Overseas, Hadid’s Heydar Aliev Museum in Azerbaijan—a series of vast, meringue-like ripples—remains her most sensationally vast design. Hadid despised what she called “minimal existence” architecture. She certainly pursued the maximal. The designer even created furniture, footwear and objects luxe; the Liquid Glacial Table, previously valued at £240,000, has transparent acrylic swirls, like water going down a plughole into its table-legs.

Hadid's architecture gradually evolved into more flowing forms recalling sand dunes, folded rock strata, and even the sensual 1950s architecture of the Brazilian genius, Oscar Niemeyer, whom she greatly admired. The Investcorp extension at St Anthony’s College, Oxford—designed, in part, as an homage to her late and much loved brother, Foulath—looks fluid and beautifully made.

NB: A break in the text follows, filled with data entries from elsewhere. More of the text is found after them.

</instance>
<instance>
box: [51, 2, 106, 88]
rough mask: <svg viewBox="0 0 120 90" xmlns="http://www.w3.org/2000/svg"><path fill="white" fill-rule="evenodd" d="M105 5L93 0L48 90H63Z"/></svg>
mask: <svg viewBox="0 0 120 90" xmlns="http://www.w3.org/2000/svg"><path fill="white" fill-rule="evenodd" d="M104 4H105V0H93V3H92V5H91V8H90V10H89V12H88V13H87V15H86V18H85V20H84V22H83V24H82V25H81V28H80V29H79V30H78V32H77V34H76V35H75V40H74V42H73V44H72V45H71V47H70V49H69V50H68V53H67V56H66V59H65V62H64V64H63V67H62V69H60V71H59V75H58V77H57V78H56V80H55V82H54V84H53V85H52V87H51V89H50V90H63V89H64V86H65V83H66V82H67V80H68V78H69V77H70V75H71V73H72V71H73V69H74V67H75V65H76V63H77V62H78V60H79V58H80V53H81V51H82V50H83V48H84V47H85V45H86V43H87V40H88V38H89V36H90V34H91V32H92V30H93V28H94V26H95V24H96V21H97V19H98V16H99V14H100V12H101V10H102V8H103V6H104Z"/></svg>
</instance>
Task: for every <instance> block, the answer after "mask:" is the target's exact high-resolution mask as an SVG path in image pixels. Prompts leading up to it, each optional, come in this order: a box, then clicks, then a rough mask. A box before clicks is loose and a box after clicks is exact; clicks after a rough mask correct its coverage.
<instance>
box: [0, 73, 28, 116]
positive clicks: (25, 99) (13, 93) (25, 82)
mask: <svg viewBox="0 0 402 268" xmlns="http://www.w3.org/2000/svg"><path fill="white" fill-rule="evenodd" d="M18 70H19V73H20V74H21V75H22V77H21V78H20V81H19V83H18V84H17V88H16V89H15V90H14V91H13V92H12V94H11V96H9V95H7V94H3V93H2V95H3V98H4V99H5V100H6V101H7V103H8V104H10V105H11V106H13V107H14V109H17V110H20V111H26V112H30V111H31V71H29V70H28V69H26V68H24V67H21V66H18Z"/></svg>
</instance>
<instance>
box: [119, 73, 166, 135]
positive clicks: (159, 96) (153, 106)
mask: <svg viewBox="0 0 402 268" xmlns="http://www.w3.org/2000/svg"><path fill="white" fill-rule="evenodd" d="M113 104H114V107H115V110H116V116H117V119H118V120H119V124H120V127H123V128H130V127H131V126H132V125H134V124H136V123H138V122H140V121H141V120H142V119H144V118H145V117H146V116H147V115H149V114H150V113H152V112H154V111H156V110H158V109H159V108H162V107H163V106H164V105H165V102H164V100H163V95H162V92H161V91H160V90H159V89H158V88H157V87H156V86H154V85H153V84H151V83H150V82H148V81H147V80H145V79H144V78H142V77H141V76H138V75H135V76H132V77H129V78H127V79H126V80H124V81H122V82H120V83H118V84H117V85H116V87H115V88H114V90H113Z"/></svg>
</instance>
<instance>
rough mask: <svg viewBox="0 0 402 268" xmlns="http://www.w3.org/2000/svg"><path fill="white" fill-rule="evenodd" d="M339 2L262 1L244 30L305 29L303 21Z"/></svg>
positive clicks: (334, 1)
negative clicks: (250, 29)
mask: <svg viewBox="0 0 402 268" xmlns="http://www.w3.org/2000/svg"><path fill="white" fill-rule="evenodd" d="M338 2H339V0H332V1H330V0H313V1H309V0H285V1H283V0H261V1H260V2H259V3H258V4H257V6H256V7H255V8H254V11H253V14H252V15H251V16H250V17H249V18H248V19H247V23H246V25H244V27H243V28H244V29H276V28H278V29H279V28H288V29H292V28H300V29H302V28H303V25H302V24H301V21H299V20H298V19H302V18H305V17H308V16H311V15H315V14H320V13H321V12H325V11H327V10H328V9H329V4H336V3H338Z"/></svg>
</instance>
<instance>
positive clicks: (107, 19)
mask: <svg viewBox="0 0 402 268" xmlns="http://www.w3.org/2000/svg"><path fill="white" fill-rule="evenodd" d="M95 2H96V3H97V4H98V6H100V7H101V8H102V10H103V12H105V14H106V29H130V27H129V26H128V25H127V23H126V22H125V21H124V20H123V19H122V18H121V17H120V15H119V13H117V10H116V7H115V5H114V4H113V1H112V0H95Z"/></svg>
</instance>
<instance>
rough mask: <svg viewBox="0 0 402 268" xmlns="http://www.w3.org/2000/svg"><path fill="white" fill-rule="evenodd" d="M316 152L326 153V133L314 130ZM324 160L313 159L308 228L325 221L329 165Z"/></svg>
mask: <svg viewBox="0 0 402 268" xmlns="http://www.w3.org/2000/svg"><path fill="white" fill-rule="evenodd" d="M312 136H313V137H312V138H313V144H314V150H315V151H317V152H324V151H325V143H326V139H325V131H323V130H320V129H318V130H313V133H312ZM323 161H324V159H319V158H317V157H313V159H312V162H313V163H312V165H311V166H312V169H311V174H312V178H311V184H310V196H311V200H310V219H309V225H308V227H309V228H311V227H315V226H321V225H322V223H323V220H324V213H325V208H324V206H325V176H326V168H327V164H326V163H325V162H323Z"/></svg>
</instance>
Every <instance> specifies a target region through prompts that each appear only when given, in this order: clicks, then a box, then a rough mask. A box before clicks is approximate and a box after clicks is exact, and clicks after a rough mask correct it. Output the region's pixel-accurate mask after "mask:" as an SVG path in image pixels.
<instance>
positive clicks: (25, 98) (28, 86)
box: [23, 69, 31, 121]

Until relatively recently, she fretted that she had not received substantial recognition from her British peers because she was a woman. I was at her table when her Phaeno Science Centre in Wolfsburg failed to win the Riba Stirling Prize in 2006. “It's because I'm a woman,” she told me. The angst stopped when she won the Stirling Prize in 2010 and 2011, for the MAXXI Museum in Rome, and the Evelyn Grace Academy in south London. She received the Pritzker Prize in 2004 and was appointed as a Dame of the British Empire in 2012.

“We now see more established female architects all the time,” she said after winning the Riba Gold Medal. “That doesn’t mean it’s easy. Sometimes the challenges are immense.” The challenge faced by her practice, now led by Patrik Schumacher, will be even greater as it attempts to push through the 60 “live” projects in process at the time of Zaha Hadid's death.